Fellow American scholar, Nancy K. Florida, contributes another entertaining textual analysis of a more esoteric 19th century Javanese mystic poem, Suluk Lonthang. Florida, who spent five years working in the royal palace of Surakarta in the early 1980s, focuses on a genre of didactic literature known as piwulang estri, or "lessons for women".
Florida writes that these texts, which instruct Javanese noblewomen how to be good wives (and cowives), were most prolific during the reign of Pakubuwana IX (1861-1893). The ruler, Florida adds in a titillating footnote, was described in a Surakarta- composed text to be so sexy that the very sight of him could drive a prawan kaji (devout Muslim woman) to throw off her veil.
University of Indonesia graduate and cofounder of Kalyanamitra (Women's Communication and Information Center), Sita Aripurnami, writes about the contemporary representation of Indonesian women in TV teleserials known as sinetron. The shows, says Aripurnami, deal with romance and family life, but also carry messages from the government.
Aripurnami says she chose to study pacesetting teleserials because of the huge number of viewers. She quotes a demographic survey conducted in 1990 by SRI Media Survey, which found 60.1 percent of people aged 15 years and above in six major Indonesian cities were tuned in to TV on any given day.
Aripurnami's own survey of female characters in the various series indicated that, despite a minority of interesting exceptions, women were depicted as dependent, irrational, emotional and submissive.
Her findings are consistent with Sears' introductory note that the largest generalization we can make about the position of women in Indonesia today is that they are defined in relation to men.
Silvia Tiwon from the University of California at Berkeley stretches this conclusion further, writing about the "proximity of women separated by a hundred years".
In a chapter titled "Models and Maniacs", the private correspondence of the late 19th century Javanese princess, Raden Adjeng Kartini, is juxtaposed with the narrative of a machine operator at a plastics factory whom Tiwon calls Ratmi, to expose surprising parallels and ironies.
Reflections in Fantasizing the Feminine in Indonesia on the representation of women in Indonesia -- from the 19th century to the present -- do not reveal an unbroken line toward the advancement of women.

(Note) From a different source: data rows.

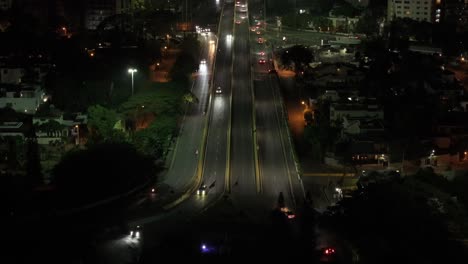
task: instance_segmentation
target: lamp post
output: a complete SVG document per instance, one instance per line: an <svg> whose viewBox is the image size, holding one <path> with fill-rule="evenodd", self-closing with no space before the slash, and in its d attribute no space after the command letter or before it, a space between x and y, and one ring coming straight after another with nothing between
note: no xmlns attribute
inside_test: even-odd
<svg viewBox="0 0 468 264"><path fill-rule="evenodd" d="M137 69L133 69L133 68L128 69L128 73L130 73L132 75L132 95L133 95L133 90L134 90L134 88L133 88L133 74L135 72L137 72Z"/></svg>

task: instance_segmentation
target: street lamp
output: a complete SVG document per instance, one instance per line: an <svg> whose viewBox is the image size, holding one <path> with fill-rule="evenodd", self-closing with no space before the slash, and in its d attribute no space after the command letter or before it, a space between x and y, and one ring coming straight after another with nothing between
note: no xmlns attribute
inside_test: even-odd
<svg viewBox="0 0 468 264"><path fill-rule="evenodd" d="M137 69L130 68L128 69L128 73L132 74L132 95L133 95L133 74L137 72Z"/></svg>

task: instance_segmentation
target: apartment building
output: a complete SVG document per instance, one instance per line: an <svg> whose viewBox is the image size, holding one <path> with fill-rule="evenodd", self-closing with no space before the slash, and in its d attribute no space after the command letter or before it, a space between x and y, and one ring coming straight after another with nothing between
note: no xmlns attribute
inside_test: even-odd
<svg viewBox="0 0 468 264"><path fill-rule="evenodd" d="M439 23L442 18L442 0L388 0L387 18L410 18L416 21Z"/></svg>

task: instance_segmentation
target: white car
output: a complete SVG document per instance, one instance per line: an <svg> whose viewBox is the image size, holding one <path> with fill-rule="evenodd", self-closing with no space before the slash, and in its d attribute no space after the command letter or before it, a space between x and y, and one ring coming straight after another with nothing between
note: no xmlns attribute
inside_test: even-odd
<svg viewBox="0 0 468 264"><path fill-rule="evenodd" d="M201 195L201 196L206 195L206 185L202 184L202 186L198 188L197 195Z"/></svg>

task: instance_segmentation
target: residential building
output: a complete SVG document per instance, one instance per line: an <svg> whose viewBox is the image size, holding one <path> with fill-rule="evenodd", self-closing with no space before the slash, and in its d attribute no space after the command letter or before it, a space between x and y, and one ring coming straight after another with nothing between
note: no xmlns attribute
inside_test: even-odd
<svg viewBox="0 0 468 264"><path fill-rule="evenodd" d="M376 103L333 103L330 105L330 122L340 118L367 118L383 120L383 107Z"/></svg>
<svg viewBox="0 0 468 264"><path fill-rule="evenodd" d="M0 83L19 84L24 72L24 68L20 66L1 66Z"/></svg>
<svg viewBox="0 0 468 264"><path fill-rule="evenodd" d="M41 83L49 73L51 65L35 63L31 67L5 64L0 66L0 83L20 84L24 82Z"/></svg>
<svg viewBox="0 0 468 264"><path fill-rule="evenodd" d="M0 0L0 10L8 10L11 8L13 0Z"/></svg>
<svg viewBox="0 0 468 264"><path fill-rule="evenodd" d="M45 101L47 97L39 85L0 84L0 108L34 114Z"/></svg>
<svg viewBox="0 0 468 264"><path fill-rule="evenodd" d="M86 5L86 28L96 29L107 17L125 13L131 7L131 0L88 0Z"/></svg>
<svg viewBox="0 0 468 264"><path fill-rule="evenodd" d="M345 1L356 7L366 7L369 5L369 0L345 0Z"/></svg>
<svg viewBox="0 0 468 264"><path fill-rule="evenodd" d="M442 0L388 0L387 21L394 18L438 23L442 19Z"/></svg>

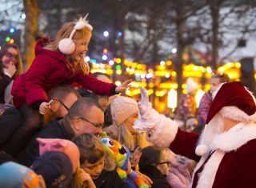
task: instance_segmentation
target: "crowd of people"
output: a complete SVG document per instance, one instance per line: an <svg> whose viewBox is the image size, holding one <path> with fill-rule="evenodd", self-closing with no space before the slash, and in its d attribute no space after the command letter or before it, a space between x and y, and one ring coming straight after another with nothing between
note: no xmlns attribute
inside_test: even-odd
<svg viewBox="0 0 256 188"><path fill-rule="evenodd" d="M215 74L186 132L141 102L118 95L84 60L93 27L86 18L42 38L22 73L19 49L0 51L0 187L256 187L256 103L239 82ZM176 120L194 114L194 81ZM193 102L194 101L194 102ZM192 131L192 130L190 130ZM201 134L202 132L202 134Z"/></svg>

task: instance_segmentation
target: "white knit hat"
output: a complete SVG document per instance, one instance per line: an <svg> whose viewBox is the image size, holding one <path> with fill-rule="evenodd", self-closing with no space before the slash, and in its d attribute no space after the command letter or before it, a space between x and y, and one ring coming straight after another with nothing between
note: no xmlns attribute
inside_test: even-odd
<svg viewBox="0 0 256 188"><path fill-rule="evenodd" d="M118 97L111 103L111 115L114 124L120 126L130 116L138 114L137 102L127 97Z"/></svg>

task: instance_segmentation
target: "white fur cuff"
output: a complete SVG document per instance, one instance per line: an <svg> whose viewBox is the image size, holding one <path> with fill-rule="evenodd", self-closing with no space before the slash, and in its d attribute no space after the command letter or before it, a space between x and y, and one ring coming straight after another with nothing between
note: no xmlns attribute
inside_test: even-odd
<svg viewBox="0 0 256 188"><path fill-rule="evenodd" d="M164 115L159 115L158 118L158 123L147 134L147 140L157 146L169 148L176 137L178 126L175 122Z"/></svg>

In fact, the contemporary contributions, dealing more directly with the realities of the constraints and inhibitions faced by modern women, are often the more pessimistic.
As a compilation of papers along the broad themes of gender and identity, Fantasizing the Feminine in Indonesia holds together well.
Eclectic characters, topics and viewpoints are woven together by the authors' desires to unravel inherited and officially sanctioned representations of Indonesian women and men.
Any attempt to draw essentialist judgments is ill-fated. Each story offers a tantalizing slice of life from a particular period in history and place in the archipelago.
What could have been a cacophony of competing voices is instead a rather exuberant celebration of the heterogeneity of Indonesia's people, and their often good-humored refusal to be confined to manufactured identities.
-- Indrawati McCormick
The reviewer is undertaking research for her master's in Indonesian women and politics at Monash University in Melbourne.